"But What Does It Mean?" A New Book Deconstructs Contemporary Dance

March 27, 2020

As a contemporary dance critic and lover of the art form, I have spent countless hours in bars and restaurants after a performance at The Joyce or New York Live Arts trying to explain to befuddled friends the “meaning” of a particular piece. Some admit to being fascinated but ignorant; others find the movement vocabulary used vexing or cryptic. All somehow feel that they have “missed the point.”

So I found Judith Stuart Boroson’s mission in her new book, ChoreoGraphics: Six Studies particularly enticing: To use photography, along with text, to explain contemporary dance to lay viewers and dance insiders alike.

Once You Are Not A Stranger by Janis Brenner

Judith Stuart Boroson

A former dancer herself who founded the LIU Brooklyn campus dance department, Stuart Boroson examines six works by contemporary choreographers: Alexandra Beller, Janis Brenner, Marjani Forté-Saunders, Colleen Thomas, Nathan Trice, and the Urban Bush Women team of Jawole Willa Jo Zollar and Samantha Speis.

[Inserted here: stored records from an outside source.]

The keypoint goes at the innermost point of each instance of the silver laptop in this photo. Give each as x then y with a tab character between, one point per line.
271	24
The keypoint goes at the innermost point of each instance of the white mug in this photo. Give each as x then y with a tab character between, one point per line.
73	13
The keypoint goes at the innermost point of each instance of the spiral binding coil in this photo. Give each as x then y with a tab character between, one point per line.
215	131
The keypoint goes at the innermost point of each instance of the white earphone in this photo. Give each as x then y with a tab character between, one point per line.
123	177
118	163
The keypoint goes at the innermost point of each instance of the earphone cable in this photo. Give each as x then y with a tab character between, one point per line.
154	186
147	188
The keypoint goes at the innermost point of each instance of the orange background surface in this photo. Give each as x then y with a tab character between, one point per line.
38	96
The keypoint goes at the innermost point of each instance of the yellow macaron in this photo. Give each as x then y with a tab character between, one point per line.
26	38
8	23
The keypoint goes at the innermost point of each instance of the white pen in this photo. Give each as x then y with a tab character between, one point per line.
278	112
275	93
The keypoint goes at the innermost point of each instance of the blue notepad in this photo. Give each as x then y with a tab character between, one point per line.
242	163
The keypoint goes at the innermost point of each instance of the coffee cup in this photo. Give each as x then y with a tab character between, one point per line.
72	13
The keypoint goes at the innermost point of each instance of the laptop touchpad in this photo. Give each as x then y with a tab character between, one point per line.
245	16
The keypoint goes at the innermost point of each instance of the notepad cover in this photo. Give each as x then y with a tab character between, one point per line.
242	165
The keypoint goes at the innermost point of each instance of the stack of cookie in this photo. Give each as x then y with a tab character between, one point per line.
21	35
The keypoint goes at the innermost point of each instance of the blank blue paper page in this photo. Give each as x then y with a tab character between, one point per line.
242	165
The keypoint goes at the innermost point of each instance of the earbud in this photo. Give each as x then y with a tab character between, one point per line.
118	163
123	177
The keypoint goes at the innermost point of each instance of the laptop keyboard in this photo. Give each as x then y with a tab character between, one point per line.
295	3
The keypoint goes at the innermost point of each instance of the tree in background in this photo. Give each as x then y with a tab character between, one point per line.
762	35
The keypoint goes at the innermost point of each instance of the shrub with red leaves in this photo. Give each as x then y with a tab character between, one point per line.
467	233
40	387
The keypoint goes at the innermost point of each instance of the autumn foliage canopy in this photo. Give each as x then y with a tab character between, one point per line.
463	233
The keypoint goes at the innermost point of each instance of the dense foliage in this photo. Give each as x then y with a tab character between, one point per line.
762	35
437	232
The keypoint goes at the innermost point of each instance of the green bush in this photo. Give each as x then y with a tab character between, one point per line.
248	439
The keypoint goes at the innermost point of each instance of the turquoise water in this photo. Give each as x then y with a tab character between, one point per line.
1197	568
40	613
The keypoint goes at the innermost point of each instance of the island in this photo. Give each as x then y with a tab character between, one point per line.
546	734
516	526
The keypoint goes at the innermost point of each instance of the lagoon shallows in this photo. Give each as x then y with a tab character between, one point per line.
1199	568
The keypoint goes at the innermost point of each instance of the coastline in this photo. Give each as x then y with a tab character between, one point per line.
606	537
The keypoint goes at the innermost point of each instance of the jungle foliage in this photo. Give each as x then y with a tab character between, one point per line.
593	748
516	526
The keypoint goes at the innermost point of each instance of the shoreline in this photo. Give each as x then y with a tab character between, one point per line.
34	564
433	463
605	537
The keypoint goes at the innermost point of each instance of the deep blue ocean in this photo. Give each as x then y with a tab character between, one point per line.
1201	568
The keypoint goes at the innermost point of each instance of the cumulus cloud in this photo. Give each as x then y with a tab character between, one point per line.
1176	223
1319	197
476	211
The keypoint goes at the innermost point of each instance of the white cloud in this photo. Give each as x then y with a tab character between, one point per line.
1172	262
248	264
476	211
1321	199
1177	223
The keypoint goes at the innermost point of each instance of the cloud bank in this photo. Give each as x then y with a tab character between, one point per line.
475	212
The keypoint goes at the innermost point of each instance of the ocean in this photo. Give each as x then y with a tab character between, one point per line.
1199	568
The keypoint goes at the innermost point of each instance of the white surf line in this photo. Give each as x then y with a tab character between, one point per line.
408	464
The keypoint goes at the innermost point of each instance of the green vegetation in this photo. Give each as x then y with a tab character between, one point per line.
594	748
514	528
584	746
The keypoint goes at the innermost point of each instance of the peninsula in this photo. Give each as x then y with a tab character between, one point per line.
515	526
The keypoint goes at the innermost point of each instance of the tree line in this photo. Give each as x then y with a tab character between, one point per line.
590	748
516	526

She provides an introduction to each choreographer along with a simple and informative Q&A which explains the piece’s genesis and what it means to them on a personal level. It’s the inside look that you always wished you’d been given before attending a dance performance.

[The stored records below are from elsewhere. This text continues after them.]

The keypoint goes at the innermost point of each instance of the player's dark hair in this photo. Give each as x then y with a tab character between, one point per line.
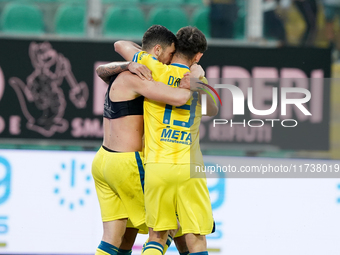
190	42
158	34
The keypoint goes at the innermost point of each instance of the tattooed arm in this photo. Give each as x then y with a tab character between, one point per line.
108	70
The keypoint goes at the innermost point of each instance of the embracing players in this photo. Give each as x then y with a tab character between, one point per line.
171	146
118	165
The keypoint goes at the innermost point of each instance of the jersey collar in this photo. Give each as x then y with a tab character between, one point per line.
180	65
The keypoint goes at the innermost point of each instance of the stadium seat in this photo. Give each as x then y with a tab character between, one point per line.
162	2
22	18
194	2
172	18
200	19
120	1
124	21
239	25
70	20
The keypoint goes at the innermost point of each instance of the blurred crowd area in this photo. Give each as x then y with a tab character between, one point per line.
290	22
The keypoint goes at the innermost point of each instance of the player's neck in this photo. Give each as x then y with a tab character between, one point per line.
180	60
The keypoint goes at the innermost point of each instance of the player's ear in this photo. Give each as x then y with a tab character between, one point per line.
158	50
198	57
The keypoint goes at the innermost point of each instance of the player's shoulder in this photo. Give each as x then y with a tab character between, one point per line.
142	56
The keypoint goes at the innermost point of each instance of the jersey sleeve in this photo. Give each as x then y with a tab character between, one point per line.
157	68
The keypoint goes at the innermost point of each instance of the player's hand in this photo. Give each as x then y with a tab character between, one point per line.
197	71
185	81
141	70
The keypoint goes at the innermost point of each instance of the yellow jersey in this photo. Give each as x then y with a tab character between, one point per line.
171	133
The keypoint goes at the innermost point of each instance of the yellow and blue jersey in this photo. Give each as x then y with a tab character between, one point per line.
171	133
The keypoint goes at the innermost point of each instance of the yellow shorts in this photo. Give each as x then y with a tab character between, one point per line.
170	190
119	181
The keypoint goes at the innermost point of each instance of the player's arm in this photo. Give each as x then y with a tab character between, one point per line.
127	49
158	91
110	69
212	108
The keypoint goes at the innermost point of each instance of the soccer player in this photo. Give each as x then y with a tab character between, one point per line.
171	146
118	165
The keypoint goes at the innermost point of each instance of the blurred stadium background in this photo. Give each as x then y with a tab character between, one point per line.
50	122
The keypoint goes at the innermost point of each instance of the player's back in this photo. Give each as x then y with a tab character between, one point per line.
171	133
123	116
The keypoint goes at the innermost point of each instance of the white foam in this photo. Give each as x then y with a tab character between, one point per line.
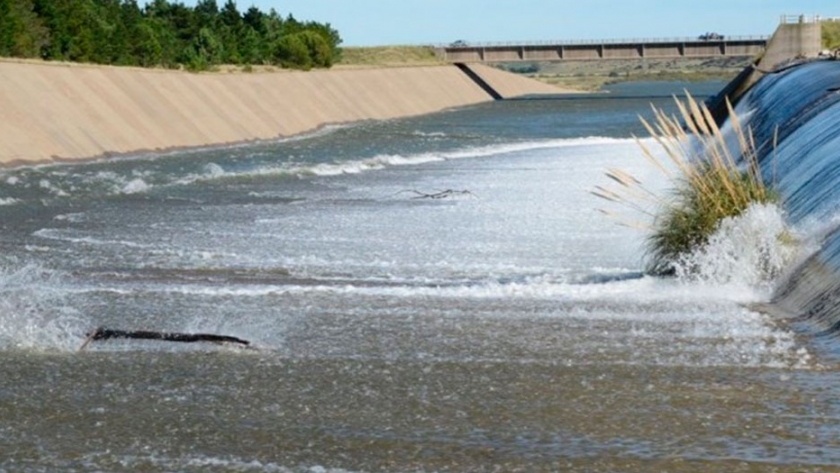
749	250
135	186
33	313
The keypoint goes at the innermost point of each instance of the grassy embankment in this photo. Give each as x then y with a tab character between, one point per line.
387	56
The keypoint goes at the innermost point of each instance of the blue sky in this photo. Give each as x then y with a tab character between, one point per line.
384	22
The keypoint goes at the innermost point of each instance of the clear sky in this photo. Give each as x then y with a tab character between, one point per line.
389	22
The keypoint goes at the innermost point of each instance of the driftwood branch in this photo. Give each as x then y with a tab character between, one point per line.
108	334
437	195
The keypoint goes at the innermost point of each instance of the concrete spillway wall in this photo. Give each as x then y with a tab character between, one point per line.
54	111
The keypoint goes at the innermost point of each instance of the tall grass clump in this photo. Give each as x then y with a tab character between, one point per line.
710	184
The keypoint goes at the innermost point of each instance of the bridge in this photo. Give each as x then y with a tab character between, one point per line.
708	46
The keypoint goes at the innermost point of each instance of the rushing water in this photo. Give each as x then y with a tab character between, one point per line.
504	327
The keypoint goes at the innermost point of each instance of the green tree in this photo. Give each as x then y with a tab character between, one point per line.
22	33
320	53
291	51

Each of the pieces is then deconstructed in beautiful black and white photographs also taken by the author. The images are accompanied by simple titles that illustrate a particular point or theme in a work: “trying to connect” and “imagery of wings,” for example, or “parallel experiences for white women and black men.”

Each work examines a particular social issue or aspect of human relationships. Alexandra Beller explains that the genesis for her piece milkdreams lies in the birth of her two sons, Ivo and Lucas. Through examining the movement of 14 month-old Ivo, she rediscovered meaning in movement, as babies seem to always have a teleological goal when they move, i.e. to get somewhere or imitate something.

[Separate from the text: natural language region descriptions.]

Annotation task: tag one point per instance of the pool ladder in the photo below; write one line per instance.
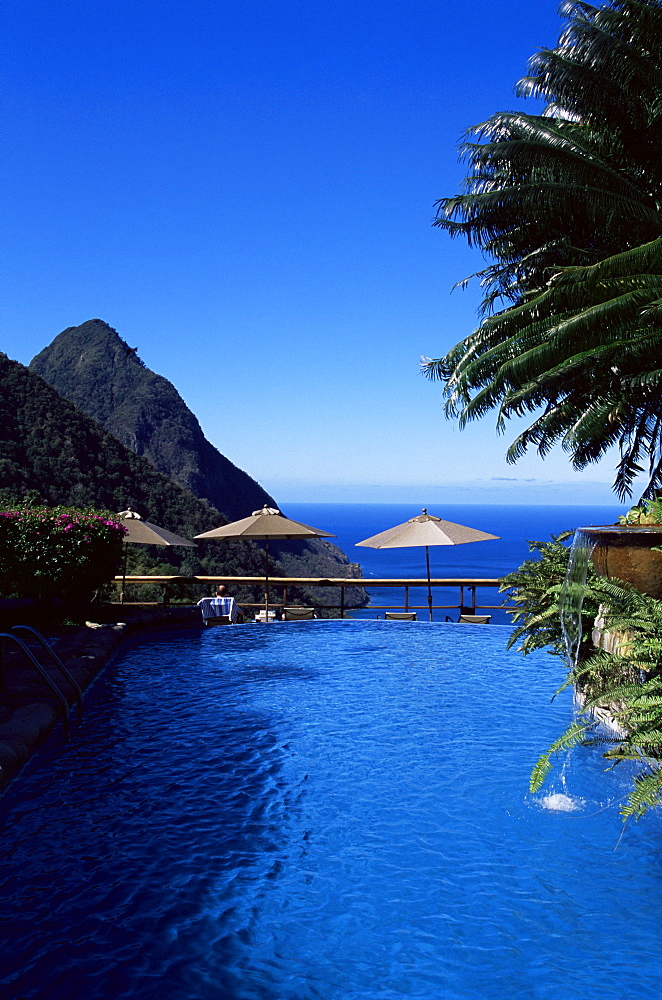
(54, 659)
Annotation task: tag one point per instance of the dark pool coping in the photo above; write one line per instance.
(30, 713)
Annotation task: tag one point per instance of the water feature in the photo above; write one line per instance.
(325, 811)
(572, 594)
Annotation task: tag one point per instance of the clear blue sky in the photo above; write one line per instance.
(245, 189)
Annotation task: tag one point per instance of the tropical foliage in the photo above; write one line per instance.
(537, 592)
(57, 551)
(623, 685)
(627, 685)
(567, 205)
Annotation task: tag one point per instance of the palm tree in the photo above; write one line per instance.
(568, 204)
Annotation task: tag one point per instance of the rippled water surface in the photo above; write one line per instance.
(325, 810)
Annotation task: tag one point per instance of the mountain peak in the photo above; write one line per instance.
(101, 374)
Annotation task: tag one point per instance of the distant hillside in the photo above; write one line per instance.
(49, 446)
(92, 367)
(95, 369)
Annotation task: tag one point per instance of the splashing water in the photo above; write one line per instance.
(560, 802)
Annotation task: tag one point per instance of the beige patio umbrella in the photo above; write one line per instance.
(425, 530)
(261, 526)
(139, 532)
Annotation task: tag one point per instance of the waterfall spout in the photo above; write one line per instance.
(572, 594)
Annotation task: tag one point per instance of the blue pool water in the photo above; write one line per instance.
(515, 526)
(325, 811)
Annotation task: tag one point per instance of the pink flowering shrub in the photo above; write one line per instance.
(57, 551)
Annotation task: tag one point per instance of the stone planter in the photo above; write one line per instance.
(625, 552)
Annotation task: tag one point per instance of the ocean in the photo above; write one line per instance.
(514, 524)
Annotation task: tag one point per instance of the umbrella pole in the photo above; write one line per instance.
(427, 560)
(266, 577)
(126, 552)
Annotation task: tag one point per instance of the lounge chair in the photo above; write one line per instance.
(218, 620)
(261, 616)
(298, 614)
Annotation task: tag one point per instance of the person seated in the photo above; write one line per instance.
(221, 604)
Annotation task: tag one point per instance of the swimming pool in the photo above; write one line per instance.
(325, 810)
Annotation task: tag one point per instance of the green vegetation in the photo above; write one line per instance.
(57, 551)
(92, 367)
(626, 684)
(52, 454)
(567, 204)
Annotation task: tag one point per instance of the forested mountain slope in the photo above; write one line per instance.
(95, 369)
(91, 366)
(49, 446)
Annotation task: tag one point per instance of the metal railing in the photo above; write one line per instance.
(32, 659)
(467, 603)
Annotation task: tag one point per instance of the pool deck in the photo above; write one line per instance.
(29, 712)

“He was all about great need and acute desire and surprise and survival. How he moved was circumstantial,” Beller explains. “He would fall, get up, didn’t seem to have any fear of falling again. It simply happened.” I first watched the YouTube link to milkdreams when the rehearsal video went viral several years ago. The book clarified how much Ivo had helped to take her choreography back to basics.

Alexandra Beller’s milkdreams

Judith Stuart Boroson

In another chapter, we learn how Eric Garner’s murder sent Marjani Forté-Saunders on a journey to better understand her father and Garner—both African-American men who resemble each other physically—in Memoirs…of a unicorn. “Did Eric Garner ride motorcycles? My dad rode motorcycles… Did Eric Garner have a specialty? My dad used to be a DJ… My dad was also a contractor. All anyone sees is this big black man getting wrestled down and dying. But to his family, he’s their hero, their daddy, a husband who has a story and who has had journeys. I can tell those stories. That’s what the piece does.”

ChoreoGraphics
makes a novel contribution to books on dance by explaining key sections shot-by-shot, while comments by the choreographers themselves simplify sometimes difficult themes. At times, one is left wanting even more analysis. For example, what was the catharsis that Forté-Saunders achieved as she so powerfully channeled her beloved father? Hopefully Stuart Boroson will continue down this road in new volumes executed with as much skill and knowledge of her field.